De aquí a un par de años –si es que no ha ocurrido ya– saldrá de
las facultades españolas una promoción de jóvenes graduadas en Educación
Infantil y Primaria, entre las que algunas llevarán –lo usan ahora, como
estudiantes– el pañuelo musulmán llamado hiyab: esa prenda que, según los
preceptos del Islam ortodoxo, oculta el cabello de la mujer a fin de preservar
su recato, impidiendo que una exhibición excesiva de encantos físicos despierte
la lujuria de los hombres.
Ese próximo acontecimiento socioeducativo, tan ejemplarmente
multicultural, significa que en poco tiempo esas profesoras con la cabeza
cubierta estarán dando clase a niños pequeños de ambos sexos. También a niños
no musulmanes, y eso en colegios públicos, pagados por ustedes y yo. O sea, que
esas profesoras estarán mostrándose ante sus alumnos, con deliberada
naturalidad, llevando en la cabeza un símbolo inequívoco de sumisión y de
opresión del hombre sobre la mujer –y no me digan que es un acto de libertad,
porque me parto–. Un símbolo religioso, ojo al dato, en esas aulas de las que,
por fortuna y no con facilidad, quedaron desterrados hace tiempo los
crucifijos. Por ejemplo.
Pero hay algo más grave. Más intolerable que los símbolos. En
sus colegios –y a ver quién les niega a esas profesoras el derecho a tener
trabajo y a enseñar– serán ellas, con su pañuelo y cuanto el pañuelo significa
en ideas sociales y religiosas, las que atenderán las dudas y preguntas de sus
alumnos de Infantil y Primaria. Ellas tratarán con esos niños asuntos de tanta
trascendencia como moral social, identidad sexual, sexualidad, relaciones entre
hombres y mujeres y otros asuntos de importancia; incluida, claro, la visión
que esos jovencitos tendrán sobre los valores de la cultura occidental, desde
los filósofos griegos, la democracia, el Humanismo, la Ilustración y los
derechos y libertades del Hombre –que el Islam ignora con triste frecuencia–,
hasta las más avanzadas ideas del presente.

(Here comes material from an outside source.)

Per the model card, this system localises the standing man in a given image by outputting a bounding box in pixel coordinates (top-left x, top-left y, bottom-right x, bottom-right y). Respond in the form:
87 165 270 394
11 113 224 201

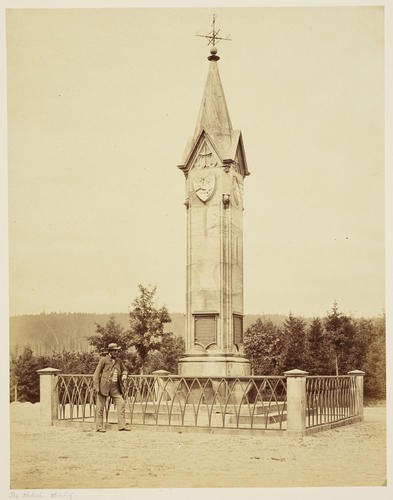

Lo de las profesoras con velo no es una anécdota banal, como
pueden sostener algunos demagogos cortos de luces y de libros. Como tampoco lo
es que, hace unas semanas, una juez –mujer, para estupefacción mía– diera la
razón a una musulmana que denunció a su empresa, una compañía aérea, por
impedirle llevar el pañuelo islámico en un lugar de atención al público. Según
la sentencia, que además contradice la doctrina del Tribunal de Justicia de la
Unión Europea, obligar en España a una empleada a acatar las normas de una
empresa donde hombres y mujeres van uniformados y sin símbolos religiosos ni
políticos externos, vulnera la libertad individual y religiosa. Lo que
significa, a mi entender –aunque de jurisprudencia sé poco–, que una azafata
católica integrista, por ejemplo, acogiéndose a esa sentencia, podría llevar,
si sus ideas religiosas se lo aconsejan, un crucifijo de palmo y medio encima
del uniforme, dando así público testimonio de su fe. O, yéndonos sin mucho
esfuerzo al disparate, que la integrante de una secta religiosa de rito noruego
lapón, por ejemplo, pueda ejercer su libertad religiosa poniéndose unos cuernos
de reno de peluche en la cabeza, por Navidad, para hacer chequeo de equipajes o
para atender a los pasajeros en pleno vuelo.
Y es que no se trata de Islam o no Islam. Tolerar tales usos es
dar un paso atrás; desandar los muchos que dimos en la larga conquista de
derechos y libertades, de rotura de las cadenas que durante siglos oprimieron
al ser humano en nombre de Dios. Es contradecir un progreso y una modernidad
fundamentales, a los que ahora renunciamos en nombre de los complejos, el
buenismo, la cobardía o la estupidez. Como esos estólidos fantoches que, cada
aniversario de la toma de Granada, afirman que España sería mejor de haberse
mantenido musulmana.
Y mientras tanto, oh prodigio, las feministas más
ultrarradicales, tan propensas a chorradas, callan en todo esto como meretrices
–viejo dicho popular, no cosa mía– o como tumbas, que suena menos machista.
Están demasiado ocupadas en cosas indispensables, como afirmar que las abejas y
las gallinas también son hembras explotadas, que a Quevedo hay que borrarlo de
las aulas por misógino, o que las canciones de Sabina son machistas y éste debe
corregirse si quiere que lo sigan considerando de izquierdas.
Y aquí seguimos, oigan. Tirando por la borda siglos de lucha.
Admitiendo por la puerta de atrás lo que echamos a patadas, con sangre,
inteligencia y sacrificio, por la puerta principal. Suicidándonos como idiotas.